The Networks
Networks are multi-dimensional structures consisting of nodes (in CGNs case in most instances a gene) and communications between these nodes, called edges. Much like network created by humans (i.e for transportation (roads, rail ways and airways) and for social interactions (like who-knows-who), biological and molecular networks are sparse (i.e. most nodes have only one other node to communicate with) and are scale-free (i.e. not randomly connected but interconnected by highly-regulated nodes so called "hubs", see Figure on this page). This topology of biological and molecular networks including gene networks are essential for the ability to reverse-engineer these networks from genome-wide datasets. The two most frequently used algorithms to infer gene networks from genome-wide DNA and RNA data are based on co-expression and Bayesian (probabilistic) edges between nodes. We use Bayesian network reconstruction algorithms to integrate genome-wide DNA and RNA data both at the tissue and cell-level from the same patients. In this way, using the fact that DNA variation always is causal for changes in RNA levels (e.g. gene expression) and not vice versa, he was able to distinguish networks that are causal for disease (i.e. disease driving) from those that are reactive (networks mirroring disease progression). CGN pretty much uses these existing algorithms slightly adjusted to enable applying them on human data sets for inference of clinical gene networks.

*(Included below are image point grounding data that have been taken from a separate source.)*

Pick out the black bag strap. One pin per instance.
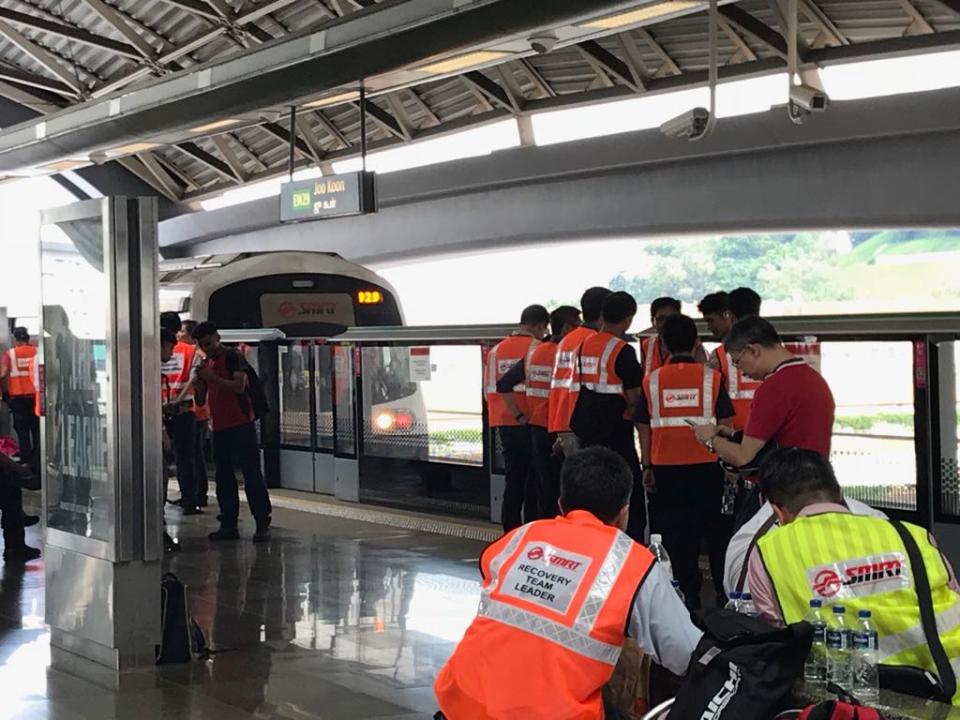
(948, 678)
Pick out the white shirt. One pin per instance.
(739, 545)
(660, 623)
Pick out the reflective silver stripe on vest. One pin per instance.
(896, 643)
(554, 632)
(733, 382)
(707, 418)
(599, 593)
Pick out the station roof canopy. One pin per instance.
(61, 57)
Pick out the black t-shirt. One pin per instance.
(722, 410)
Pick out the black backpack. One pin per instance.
(254, 397)
(742, 668)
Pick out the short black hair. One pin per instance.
(752, 330)
(204, 329)
(744, 302)
(663, 302)
(597, 480)
(171, 321)
(562, 316)
(679, 334)
(618, 307)
(714, 303)
(591, 303)
(794, 478)
(534, 315)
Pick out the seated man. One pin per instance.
(558, 598)
(821, 552)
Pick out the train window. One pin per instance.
(873, 450)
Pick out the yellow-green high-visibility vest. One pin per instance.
(860, 562)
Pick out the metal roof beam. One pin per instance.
(69, 32)
(610, 63)
(42, 56)
(745, 22)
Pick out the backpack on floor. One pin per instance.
(742, 668)
(180, 637)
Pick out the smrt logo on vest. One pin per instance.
(860, 577)
(545, 575)
(684, 397)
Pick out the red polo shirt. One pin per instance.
(227, 409)
(794, 406)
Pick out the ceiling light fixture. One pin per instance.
(643, 14)
(462, 62)
(214, 125)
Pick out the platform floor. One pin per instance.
(334, 619)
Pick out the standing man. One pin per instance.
(565, 381)
(612, 378)
(793, 407)
(685, 481)
(222, 382)
(535, 375)
(178, 404)
(511, 419)
(21, 395)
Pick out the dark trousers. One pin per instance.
(183, 429)
(519, 494)
(27, 426)
(686, 510)
(239, 444)
(547, 465)
(622, 442)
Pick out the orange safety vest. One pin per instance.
(177, 370)
(598, 365)
(502, 358)
(539, 372)
(565, 382)
(740, 388)
(554, 607)
(650, 352)
(20, 380)
(676, 393)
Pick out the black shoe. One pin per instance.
(21, 555)
(225, 533)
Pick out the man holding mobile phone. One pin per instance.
(683, 479)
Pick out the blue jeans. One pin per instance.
(239, 443)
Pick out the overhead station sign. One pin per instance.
(328, 197)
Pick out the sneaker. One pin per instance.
(21, 555)
(225, 533)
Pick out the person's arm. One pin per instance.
(660, 624)
(761, 588)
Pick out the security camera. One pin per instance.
(809, 98)
(543, 43)
(690, 125)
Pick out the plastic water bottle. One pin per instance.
(660, 553)
(864, 651)
(746, 605)
(729, 498)
(815, 668)
(838, 648)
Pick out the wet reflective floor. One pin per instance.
(333, 619)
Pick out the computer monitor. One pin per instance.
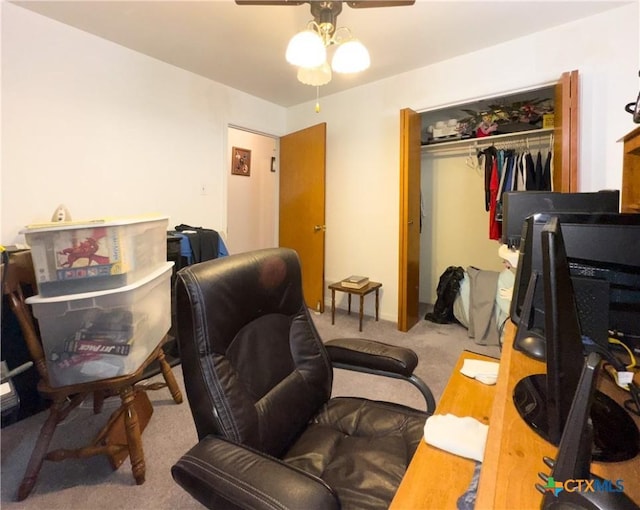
(518, 205)
(544, 400)
(603, 253)
(573, 460)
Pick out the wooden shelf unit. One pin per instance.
(631, 172)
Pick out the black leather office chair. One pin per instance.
(258, 379)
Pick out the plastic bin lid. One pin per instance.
(38, 300)
(55, 226)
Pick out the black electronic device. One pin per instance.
(544, 400)
(573, 461)
(603, 252)
(518, 205)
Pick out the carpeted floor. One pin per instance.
(91, 484)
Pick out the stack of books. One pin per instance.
(355, 282)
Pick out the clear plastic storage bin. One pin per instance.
(97, 335)
(73, 257)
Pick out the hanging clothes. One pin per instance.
(546, 173)
(490, 154)
(512, 169)
(495, 226)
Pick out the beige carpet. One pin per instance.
(91, 484)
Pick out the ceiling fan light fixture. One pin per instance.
(316, 76)
(306, 49)
(351, 57)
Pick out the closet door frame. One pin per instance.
(565, 179)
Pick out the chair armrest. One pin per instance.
(372, 357)
(365, 353)
(222, 474)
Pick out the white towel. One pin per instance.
(464, 436)
(484, 371)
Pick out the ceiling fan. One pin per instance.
(307, 50)
(326, 12)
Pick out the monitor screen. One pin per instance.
(602, 251)
(518, 205)
(544, 400)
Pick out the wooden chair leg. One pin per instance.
(134, 437)
(98, 401)
(40, 450)
(169, 378)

Using Amazon cloud computing CGN and its partners infer CAD networks from AtheroCode. The top- down network inference approach is essential for CGNs scientific strategy. This refer to the idea that disease network should first be inferred from genome-wide data generated from the most disease- relevant biopsies, which is from biopsies in the patients who suffer the disease that is under investigation. Then, the networks inferred from the patients are further refined (increasing its resolution by adding more nodes and edges) in disease model systems such as in mouse (to study how the networks evolve driving disease) and in cell culture models (to study the molecular details of networks in different cell types). The CAD networks that are being inferred can also be improved as to their resolution and therefore their statistical capacities to predict disease progression by integrating other types of omic data in the network inference computations. Those could be additional in-house datasets, as well as datasets available on the INTERNET such as several genome-wide datasets from Yeast.